Saturday 4 May 2019

Kind Heart And Alan Corenet


Hello there. Hope you're feeling well today.

Though it's been a while since I've chatted about Alan Coren in this blog regular readers will know I'm a fan so you won't be surprised that I enjoyed reading this.

Unlike wine an affordable and longer lasting vintage
Published in 1989 it is basically a years worth collection of columns he wrote for The Times newspaper. I've said before that one of his great gifts as a writer and broadcaster was to make you feel as if you were a friend even though you've never met. These columns are like casual chats with the wittiest person in the pub (if I drank).

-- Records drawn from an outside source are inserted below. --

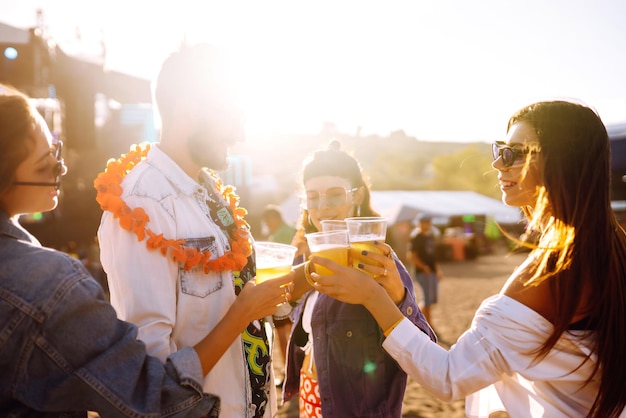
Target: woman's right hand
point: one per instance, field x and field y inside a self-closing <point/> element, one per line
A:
<point x="347" y="284"/>
<point x="256" y="301"/>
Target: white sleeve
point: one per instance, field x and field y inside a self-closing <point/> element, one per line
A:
<point x="501" y="340"/>
<point x="142" y="282"/>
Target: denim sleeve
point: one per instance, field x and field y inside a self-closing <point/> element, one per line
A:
<point x="81" y="357"/>
<point x="408" y="305"/>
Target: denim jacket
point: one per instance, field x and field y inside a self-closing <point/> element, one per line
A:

If you're a young person some of the references may make you instantly grab your phone and consult with google (Kenneth Baker and  Patrick Litchfield spring to mind) but hey, you're young, there will be far greater hurdles in your life.

Other than those references it's a book that hasn't dated unlike say a contemporary like Miles Kington.

Being a Londoner but now living in Wales a lot of it might also seem to London centric. But you know that's where he was born. It's not as if he came down from the North of England and pretended his past life didn't exist. He is a Londoner and is proud of it.

Indeed his love of London is not media London but all of it. Though not in this collection there was a column I recall which he regaled the history of Smiths Crisps which was around where he lived. I too remember Smiths Crisps (now revived and selling at Poundland though no longer in Cricklewood) and regret the passing not of the little blue salt bag but their bovril flavoured option.

There was also I recall a radio series where he and a friend (Christopher Matthew) took a bus journey around London and they reminisced and chatted about what they saw. It was improvised gentle humour tinged with nostalgia. I must remember to see if the BBC can provide it online.

Alan Coren had a dry sense of humour. This book will not make you laugh out loud. It will make you smile......and possibly wistful.

Because as I was reading the thought began to occur to me. I'm not going to say I've thought it through with any great detail but I'm going to bore you with it anyway.

Was Alan Coren one of the last of Britain's contented writers?

I'm not saying that there were no problems in his life (I've no idea). But here is a man who acheived his ambition of becoming a writer, and a loved one at that. He had a happy marriage/family life and a wide circle of friends and (I'm obviously one) fans. He had a career not just on the printed page but also on TV and I suspect from one of his other essays his first love radio. He also edited Punch magazine (young people go on Google again). The words "much loved" are thrown about like confetti nowadays but with Alan Coren it was true.

And (it needs to be said) he worked to be the success he became. Alan Coren had no advantages other than his talent

But could such a writer survive in the Disunited Kingdom today? After all in this land of austerity and Brexit could someone write about Wimbledon and make you grin, or gently mock politicians and still have a wide following? Remember that I used the word contented and not rich or successful.  Britain is obviously not a country at ease with itself.

I don't know what Alan Coren's politics were. But I would guess unless he would try to keep them to himself most of the time unless some politico did something so obviously stupid as to ire him. And in the Britain of the eighties to show  no obvious allegence to a political party was a perfectly acceptable position. No longer in Bi-Polar Brexit Britain.

To me the closest writer today in terms of humorously being able to discuss a wide variety of interests and issues is Caitlin Moran (who as regular readers will know I'm also a fan of). But her style is different. Confrontational is not the word I'm looking for but is the closest to what I'm trying to suggest. She too seems to now have a contented family life but that was not always the case.
No matter how rich/successful she is Ms Moran can see the hazards of Britain today and she is not afraid to make her views known.

So I would suggest that the Alan Coren revival begins here. To remind people of a writer who I think we have lost in more than just a physical sense.